Nel 1560 l’edificio che costituiva l’esattoria baronale fu adibito a chiesa parrocchiale con il nome del protettore S. Leonardo di Limoges. Oggi sulla parete nord della chiesa è possibile osservare, incastonati nel muro, lo stemma della famiglia Carafa ed una croce in pietra con rosone centrale, probabilmente parte di un decoro più grande del castello.

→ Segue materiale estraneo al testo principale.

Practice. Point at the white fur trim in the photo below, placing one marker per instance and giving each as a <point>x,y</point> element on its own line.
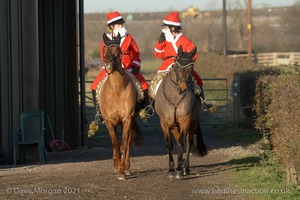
<point>172,23</point>
<point>114,19</point>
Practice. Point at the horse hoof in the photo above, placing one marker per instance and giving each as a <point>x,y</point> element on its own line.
<point>121,177</point>
<point>171,174</point>
<point>178,174</point>
<point>186,172</point>
<point>128,173</point>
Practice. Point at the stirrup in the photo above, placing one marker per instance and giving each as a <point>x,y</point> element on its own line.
<point>146,113</point>
<point>205,105</point>
<point>99,119</point>
<point>93,128</point>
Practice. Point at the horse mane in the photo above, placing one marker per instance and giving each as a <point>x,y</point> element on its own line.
<point>184,59</point>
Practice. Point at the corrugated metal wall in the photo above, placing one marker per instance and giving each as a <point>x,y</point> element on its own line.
<point>38,63</point>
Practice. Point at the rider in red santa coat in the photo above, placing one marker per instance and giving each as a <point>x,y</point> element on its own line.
<point>166,48</point>
<point>130,58</point>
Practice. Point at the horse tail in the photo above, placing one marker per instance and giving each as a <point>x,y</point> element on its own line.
<point>138,136</point>
<point>199,147</point>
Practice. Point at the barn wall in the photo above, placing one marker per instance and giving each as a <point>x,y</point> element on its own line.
<point>38,63</point>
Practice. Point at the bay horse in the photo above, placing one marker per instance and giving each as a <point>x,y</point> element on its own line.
<point>117,100</point>
<point>178,109</point>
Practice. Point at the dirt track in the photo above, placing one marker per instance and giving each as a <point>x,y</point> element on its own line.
<point>88,174</point>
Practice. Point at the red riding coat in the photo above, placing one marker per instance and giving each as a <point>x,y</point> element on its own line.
<point>168,51</point>
<point>130,57</point>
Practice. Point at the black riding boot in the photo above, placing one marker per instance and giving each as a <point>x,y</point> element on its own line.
<point>205,104</point>
<point>146,104</point>
<point>147,109</point>
<point>98,116</point>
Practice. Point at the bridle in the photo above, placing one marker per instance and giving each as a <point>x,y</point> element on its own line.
<point>114,61</point>
<point>182,63</point>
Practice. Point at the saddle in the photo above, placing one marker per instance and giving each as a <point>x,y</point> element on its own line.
<point>138,87</point>
<point>156,81</point>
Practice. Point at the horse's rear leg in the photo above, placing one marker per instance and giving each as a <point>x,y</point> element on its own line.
<point>124,168</point>
<point>115,143</point>
<point>189,137</point>
<point>179,140</point>
<point>169,146</point>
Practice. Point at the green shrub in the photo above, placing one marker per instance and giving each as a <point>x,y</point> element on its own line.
<point>277,104</point>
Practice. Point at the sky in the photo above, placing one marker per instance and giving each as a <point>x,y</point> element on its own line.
<point>127,6</point>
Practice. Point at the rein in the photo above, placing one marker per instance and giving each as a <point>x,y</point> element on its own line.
<point>113,66</point>
<point>175,105</point>
<point>182,63</point>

Una preziosa trascrizione dello Statuto dell’Università di Roccasicura, risalente all’anno 1580, ha permesso di avere uno spaccato della vita del tempo attraverso una ricostruzione fedele delle attività che si svolgevano nel feudo e nel suo castello, dotato anche di prigioni 8. La struttura fortificata quindi alla fine del XVI secolo era ancora integra e nel pieno delle attività. 
L’antica “effiges S. Mariae Vallibonae quae veneratur in Sacello extra moenia Oppidi Roccaesecurae” fa ritenere che la fortificazione fosse intatta anche nel secolo successivo.
Il devastante terremoto del 1732, anche se mancano certezze storiche in proposito, fece crollare gran parte del castello che non fu più ricostruito. Di seguito venne costruito, sul pianoro della piazza del municipio, il palazzo baronale e, progressivamente, la sua corte.

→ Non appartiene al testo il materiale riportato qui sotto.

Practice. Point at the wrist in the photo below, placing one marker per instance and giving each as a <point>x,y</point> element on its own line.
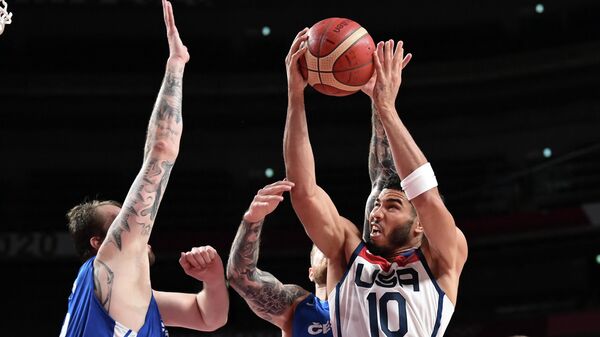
<point>248,220</point>
<point>175,65</point>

Le carte geografiche del XVIII secolo, esposte ai musei vaticani, attestano che l’abitato, per un certo periodo, si chiamò Antuni, forse per la venerazione di S. Antonio da Padova, ancora oggi patrono del paese. Successivamente divenne Rocca Ciconia, Rocca Cicuni, Rocca Cicuta (Fig.5) ed infine Roccasicura.

 
Fig.5: Stemma del Comune | Cupola del santuario della Vergine di Vallisbona
 

 
Bibliografia
  1. P. Nuvoli, la tabula di Peutinger in area sannitica, Venafro 1998, pp. 54-57.
  2. M.Carroccia, Scritti vari di topografia antica:questioni di metodo, Roma 2006, pp. 19-22, 67-68.
  3. P. Nuvoli, Ad Aquiloniam e Cominium, Venafro 2002, pp.142-143; Safinim: I Sanniti, vicende ricerche e contributi, Isernia 1993, pp. 24-30.
  4. Ferrari, Feudi prenormanni dei Borrello tra Abruzzo e Molise, Trento 2007.
  5. Archivio di Montecassino, CXXIII fasc. 1, n. 5.
  6. De Francesco, origini e sviluppo del feudalesimo nel Molise, Napoli 1909 p. 666.
  7. U. Pietrantonio, Il monachesimo benedettino in Abruzzo e Molise, Lanciano 1988.
  8. Masciotta, Il Molise dalle origini ai nostri giorni, vol III, Campobasso 1984 (1a ed. 1952).
  9. Faralli, Degli statuti vigenti nelle terre del contado di Molise, 1493-1730, Venafro 2005.